O que significa que não se produziria a função do pai resíduo que seria aquele que enodaria as dimensões do Simbólico, do Imaginário e do Real, isto é, a função do sinthoma como pai, que não tem nada a ver com o pai de família.
Isso é evidente no aumento do autismo e das psicoses infantis, assim como das perversões polimorfas eternizadas, das inibições e das fobias de contato.
Como dizia Lacan nesta Alocução sobre as psicoses da criança, 'não há pessoas grandes', por isso ele coloca sua hipótese da 'criança generalizada' ou da 'criança globalizada'[6] para dar conta da posição do ser falante como consumidor consumido pelo mercado capitalista. Podemos concluir a partir disso, que um adulto seria, para Lacan, aquele que chegou através de uma análise – ou por si mesmo, como Joyce – a poder se virar com o sinthoma, o que lhe permite amar, isto é, entrar no laço social.
Quando dizemos que um corpo falante é sintoma do casal parental, isso não é o mesmo que dizer que este ser falante padece de um sintoma. O que um analista deve produzir nas entrevistas preliminares é que aquele que chega na posição de objeto a – liberado – se posicione como sujeito do inconsciente, ou seja, que entre no discurso do mestre ou do inconsciente.
Trata-se de situar em cada caso, com que objeto fala esse que fala e diz, porque fala e não cala. Tal como afirma Lacan, "que se diga fica esquecido por trás daquilo que se diz naquilo que se escuta"[7]. Trata-se de situar o lugar da enunciação para poder cernir o furo da referência.
A respeito das crianças que permanecem na posição de objeto dejeto para o Outro, devemos acentuar o que já foi dito sobre a criança generalizada ou globalizada e, em primeiro lugar, levar em conta a insondável decisão do ser que escolhe a liberdade da psicose à alienação ao Outro do discurso, para não cair no erro comum de muitos praticantes que vitimizam as crianças culpabilizando seus pais ou tutores de todos os seus males, sem levar em conta a responsabilidade desse ser no mal que o aflige. Pensemos em Joyce ou em muitos psicóticos que inventam um sinthoma para lidar com o gozo.
Não se pode responsabilizar o outro pelo gozo do Um, já que o Um é o que há e a partir daí se inventará o Outro gozador – seja na fantasia ou no real.
Lacan afirmou muito cedo que para o ser falante não há intersubjetividade.

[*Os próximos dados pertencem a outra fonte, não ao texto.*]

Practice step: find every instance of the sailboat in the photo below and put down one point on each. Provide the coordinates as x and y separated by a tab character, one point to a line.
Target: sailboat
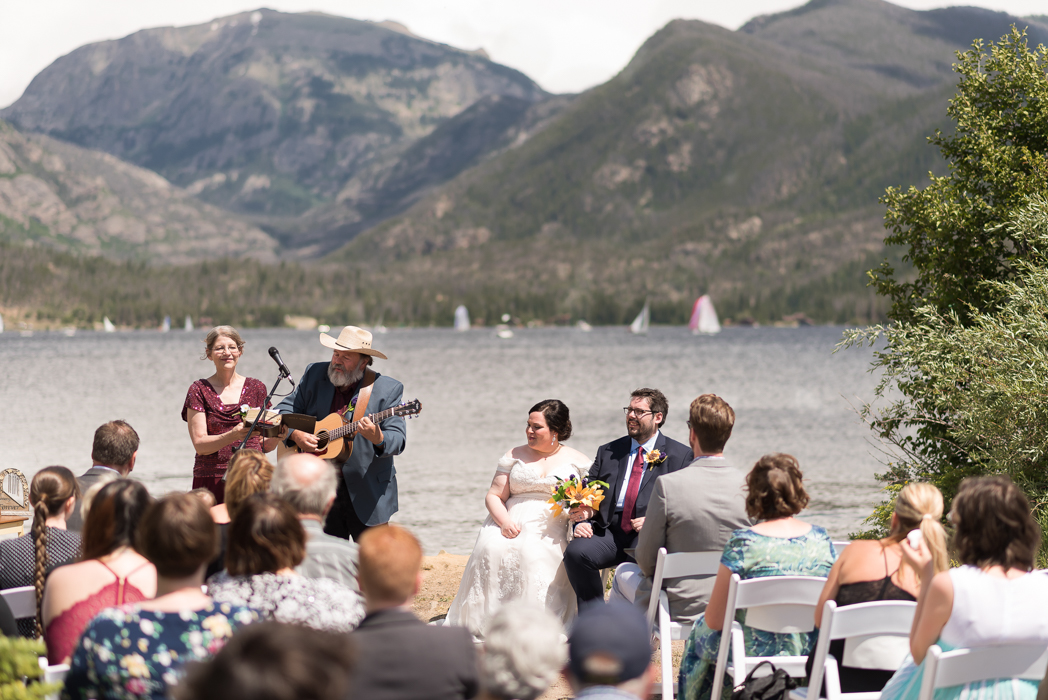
639	325
704	316
461	319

Recordemos então que se a criança se situa à maneira da psicose realizando, dando corpo ao objeto da fantasia da mãe, há certeza e não há nenhuma pergunta. Quer dizer que não há endereçamento ao Outro, não há demanda.
Mas se a criança, como todo falasser, chega apresentada como objeto tampão do qual se fala, isso não quer dizer que a criança 'realize' o objeto da fantasia materna, mas que se pode verificar que esta, se se apresenta como objeto é porque está realizando o objeto da sua fantasia, não o objeto da fantasia da mãe. A criança, como todo falasser, chega se apresentando como o objeto de sua fantasia, com seu ser: eu sou isto para ser amado por isso. E aqui toma toda a sua importância a frase de Lacan quando diz que o analista se opõe a que seja o corpo da criança – o de qualquer falasser – o que responde ao objeto a... e podemos agregar, de sua fantasia, empurrando-o para a posição de sujeito do inconsciente.
No caso da criança sintoma do casal parental, a criança é o sintoma do mal entendido entre a mãe e o pai. A pergunta que se impõe então é: que relação tem esta mãe como mulher com este homem que é o pai de seu filho? E o que cada um quer dessa criança?
Nós analistas devemos lembrar então, que pai, mãe e filho são significantes da língua e que o pai não é o genitor, que o pai é o significante, e que a mãe é um nome do gozo da mulher... que não existe. Isso nos permite ir mais além do Édipo e apontar o gozo real de cada corpo falante nos tratamentos, já que falando do pai e da mãe o sujeito diz sempre algo sobre seu gozo, real.
Não se deve esquecer que só há pai e mãe através da fantasia, isto é, como ficção.